- December 18, 2017
- Posted by: Ryan Strategic Advisory
- Category: Industry commentary
For BPO providers, finding new sector niches is rare. Over the past decade, so many verticals have been prospected that there are not many left to tap. However, some emerging trends show that the restaurant component of the hospitality industry may be just the opportunity that so many BPO executives have been looking for. With rapid spending growth across demand markets, outsourcers need to figure out how best to take advantage of the bar and restaurant segment, positioning both front-line and back-end processes as a way to grow revenues.
It is fascinating how the culture around eating at restaurants has changed. Eating out was a rare treat for families just a generation ago; today it is a way of life in many countries. Consider that in the US eating at restaurants has surpassed buying food at grocery stores for the first time. In Great Britain, a recent PwC study estimates that nearly one-quarter of the population eats out at least once a week, up from seven percent in 1989. Canadians appear to be upping their spend at eating establishments more than ever, a trend that is also evident in Australia. For outsourcing executives eager to profit from a new revenue stream, servicing restaurants has potential.
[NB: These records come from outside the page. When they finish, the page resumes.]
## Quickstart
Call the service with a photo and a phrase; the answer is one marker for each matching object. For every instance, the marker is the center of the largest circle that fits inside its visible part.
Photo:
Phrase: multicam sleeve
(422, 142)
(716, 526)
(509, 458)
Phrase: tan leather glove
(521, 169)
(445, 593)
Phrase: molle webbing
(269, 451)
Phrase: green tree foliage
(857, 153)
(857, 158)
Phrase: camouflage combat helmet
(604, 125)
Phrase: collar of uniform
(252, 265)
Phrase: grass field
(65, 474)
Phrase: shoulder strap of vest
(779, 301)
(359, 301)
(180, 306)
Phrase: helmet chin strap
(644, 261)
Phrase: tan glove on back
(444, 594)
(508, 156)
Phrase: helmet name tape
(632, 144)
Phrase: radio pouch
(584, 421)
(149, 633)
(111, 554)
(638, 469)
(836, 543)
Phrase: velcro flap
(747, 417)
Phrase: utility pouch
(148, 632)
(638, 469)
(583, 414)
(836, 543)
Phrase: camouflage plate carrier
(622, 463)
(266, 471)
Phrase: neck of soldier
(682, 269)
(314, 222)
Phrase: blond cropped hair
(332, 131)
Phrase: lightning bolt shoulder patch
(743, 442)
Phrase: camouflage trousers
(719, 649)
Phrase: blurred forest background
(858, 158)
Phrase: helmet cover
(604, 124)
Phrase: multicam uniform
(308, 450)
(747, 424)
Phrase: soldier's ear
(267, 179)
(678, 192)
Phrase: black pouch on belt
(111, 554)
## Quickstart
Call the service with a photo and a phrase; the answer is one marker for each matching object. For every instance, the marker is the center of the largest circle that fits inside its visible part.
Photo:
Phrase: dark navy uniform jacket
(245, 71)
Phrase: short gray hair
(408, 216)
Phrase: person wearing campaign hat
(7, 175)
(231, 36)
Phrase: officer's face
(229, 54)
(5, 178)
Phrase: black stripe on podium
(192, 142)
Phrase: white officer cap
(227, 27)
But in order to take advantage of this culinary opportunity, BPO providers need to be smart in how to attack the relevant segments. Obviously, the local bistro is unlikely to require the functionality or economies of scale that an outsourcer brings to the table anytime soon. However, this will not be the case for restaurant chains, which still account for a sizable portion of the hospitality sector. Many of these businesses have been facing pressure on their own revenues in recent years, and need to drive end-user loyalty. Forward-looking outsourcers should be targeting these chains with a combination of customer experience delivery capabilities that drive efficiencies, encourage repeat business and also gather consumer intelligence.
Equally, an emerging part of the restaurant opportunity is online ordering, a segment of hospitality that continues to surge. Applications including UberEats, JustEat and GrubHub are no longer the exclusive domain of millennial hipsters, but can be found on the smartphones of practically all demographics in western markets. Where many of these online food portals fall down is in managing their customer experience delivery; as ‘born-digital’ enterprises, the concept of CRM as a differentiator for many of these organizations has not been a primary investment consideration. Thus, to grow loyal users in an increasingly crowded online ordering industry, these portals need to have outsourcers position end-to-end solutions that encompass cutting edge channel technology and excellence in execution of interactions with end-users.
Moving into 2018, outsourcers need to be creative in finding new vertical opportunities. It is clear that with the growth of restaurant spend in major demand markets, developing appropriate solutions for this sub-vertical makes a great deal of sense. BPO executives should look to act quickly, as the nature of the food services sector requiring customer experience support is high volume and low margin. Getting in the restaurant door early to secure contracts with prospects in the target segments should be a provider priority.